The announcement by SPA news agency late on Saturday came hours after Sabq, a Saudi website, said that the 11 princes were detained after gathering at al-Hakem palace to demonstrate against a government decision to make the country’s royalty pay their utility bills.
Upon arrest, they were sent to a notorious maximum-security facility south of Riyadh in contrast to dozens of other high-profile figures who were detained in a luxury hotel last year during an anti-corruption drive.
“They were arrested after they refused to leave the palace and were put in al-Ha’ir prison in preparation for their trial,” the statement said.
The princes are expected to go on trial.
“The 11 individuals officially were arrested because they were complaining about the fact that they had asked for subsidies for water and electricity, and for some reason they were denied,” said analyst Joseph Kechichian.

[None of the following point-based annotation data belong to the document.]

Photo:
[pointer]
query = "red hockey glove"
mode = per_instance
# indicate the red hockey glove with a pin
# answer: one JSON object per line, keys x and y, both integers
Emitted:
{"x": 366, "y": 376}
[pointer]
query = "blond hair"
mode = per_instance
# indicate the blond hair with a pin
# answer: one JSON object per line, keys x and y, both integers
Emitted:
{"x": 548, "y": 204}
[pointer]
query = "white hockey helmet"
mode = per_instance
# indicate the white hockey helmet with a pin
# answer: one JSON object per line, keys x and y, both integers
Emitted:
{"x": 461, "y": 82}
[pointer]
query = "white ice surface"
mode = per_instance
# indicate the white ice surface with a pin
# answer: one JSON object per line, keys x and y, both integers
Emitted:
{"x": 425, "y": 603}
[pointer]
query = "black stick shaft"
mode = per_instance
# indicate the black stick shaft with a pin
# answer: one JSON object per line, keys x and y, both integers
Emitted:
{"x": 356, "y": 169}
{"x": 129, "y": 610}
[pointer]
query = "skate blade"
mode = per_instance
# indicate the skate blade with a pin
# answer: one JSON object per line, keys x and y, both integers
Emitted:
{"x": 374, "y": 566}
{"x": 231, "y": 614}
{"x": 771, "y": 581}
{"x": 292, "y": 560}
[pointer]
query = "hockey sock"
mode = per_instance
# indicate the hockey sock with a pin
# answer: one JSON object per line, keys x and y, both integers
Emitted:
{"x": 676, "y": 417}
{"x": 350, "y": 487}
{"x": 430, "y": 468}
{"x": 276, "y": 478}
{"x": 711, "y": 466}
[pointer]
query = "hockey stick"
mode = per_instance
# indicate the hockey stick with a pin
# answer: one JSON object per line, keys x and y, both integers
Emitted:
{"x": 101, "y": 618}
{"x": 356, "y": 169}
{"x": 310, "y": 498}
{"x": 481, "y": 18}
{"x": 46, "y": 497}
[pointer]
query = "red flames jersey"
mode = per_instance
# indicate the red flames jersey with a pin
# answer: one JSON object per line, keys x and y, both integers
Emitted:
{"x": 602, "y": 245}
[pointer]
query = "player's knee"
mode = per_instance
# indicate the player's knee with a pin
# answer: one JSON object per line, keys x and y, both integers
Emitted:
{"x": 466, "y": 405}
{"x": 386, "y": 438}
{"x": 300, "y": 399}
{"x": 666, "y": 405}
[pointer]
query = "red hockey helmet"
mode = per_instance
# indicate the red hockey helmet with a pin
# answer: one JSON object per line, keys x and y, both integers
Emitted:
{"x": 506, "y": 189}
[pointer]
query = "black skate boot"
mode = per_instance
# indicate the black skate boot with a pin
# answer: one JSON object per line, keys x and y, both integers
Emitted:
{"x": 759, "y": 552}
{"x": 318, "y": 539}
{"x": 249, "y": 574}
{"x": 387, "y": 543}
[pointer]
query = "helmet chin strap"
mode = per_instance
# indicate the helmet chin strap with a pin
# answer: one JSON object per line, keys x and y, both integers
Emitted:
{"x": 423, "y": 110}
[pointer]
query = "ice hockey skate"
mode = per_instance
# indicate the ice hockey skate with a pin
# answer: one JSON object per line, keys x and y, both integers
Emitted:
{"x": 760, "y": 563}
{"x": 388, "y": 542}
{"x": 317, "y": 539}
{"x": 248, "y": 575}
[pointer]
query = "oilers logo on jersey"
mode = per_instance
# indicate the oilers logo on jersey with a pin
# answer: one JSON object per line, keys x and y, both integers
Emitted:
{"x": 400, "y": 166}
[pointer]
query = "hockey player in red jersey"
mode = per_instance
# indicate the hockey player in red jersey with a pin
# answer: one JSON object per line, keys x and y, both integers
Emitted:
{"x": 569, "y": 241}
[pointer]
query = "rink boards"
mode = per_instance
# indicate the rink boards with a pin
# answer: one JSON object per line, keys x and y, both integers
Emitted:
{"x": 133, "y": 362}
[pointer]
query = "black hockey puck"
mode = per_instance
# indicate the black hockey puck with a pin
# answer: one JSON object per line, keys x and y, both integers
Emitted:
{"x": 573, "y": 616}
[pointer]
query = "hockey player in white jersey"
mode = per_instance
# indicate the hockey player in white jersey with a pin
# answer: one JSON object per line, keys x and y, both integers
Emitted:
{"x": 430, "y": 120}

“Other reports say that in fact they were cousins of a prince who was executed in October 2016 and that they had come to ask for retribution,” he added. It’s very conflicting at this point, we don’t know exactly what is going on.”
Saudi Arabia recently introduced a raft of economic reforms, including a value-added tax (VAT) and a halt to state payments of water and electricity bills for royal family members.
On Saturday, King Salman decreed a series of financial payouts to ease the cost of living. Each government employee will receive a monthly bonus of 1,000 riyals ($267) for the next year, while military personnel serving in Yemen will be paid a one-off fee of 5,000 riyals ($1,330).
Students will have their allowances increased by 10 percent for the next year, while retirees and social security recipients will get a monthly stipend of 500 riyals ($133).
The unemployment rate in Saudi Arabia surpassed 12 percent last year as the economy grappled with the fallout from low oil prices.
Crown Prince Mohammed Bin Salman has been spearheading attempts to diversify the country’s oil-dependent economy.
The VAT, implemented as of January 1, applies to a wide range of commodities, including food, clothes, entertainment, electronics, and telephone, water and electricity bills.
Its imposition is part of a region-wide measure agreed upon by the six Gulf Cooperation Council member states in Riyadh in 2016. The International Monetary Fund has estimated it will raise additional revenues of 1.5 to three percent of non-oil gross domestic product, depending on the country.
According to Saturday’s decree, the Saudi government will absorb the cost of the tax for citizens purchasing private healthcare and education, and for first-time homebuyers of properties valued at up to 850,000 riyals ($226,660).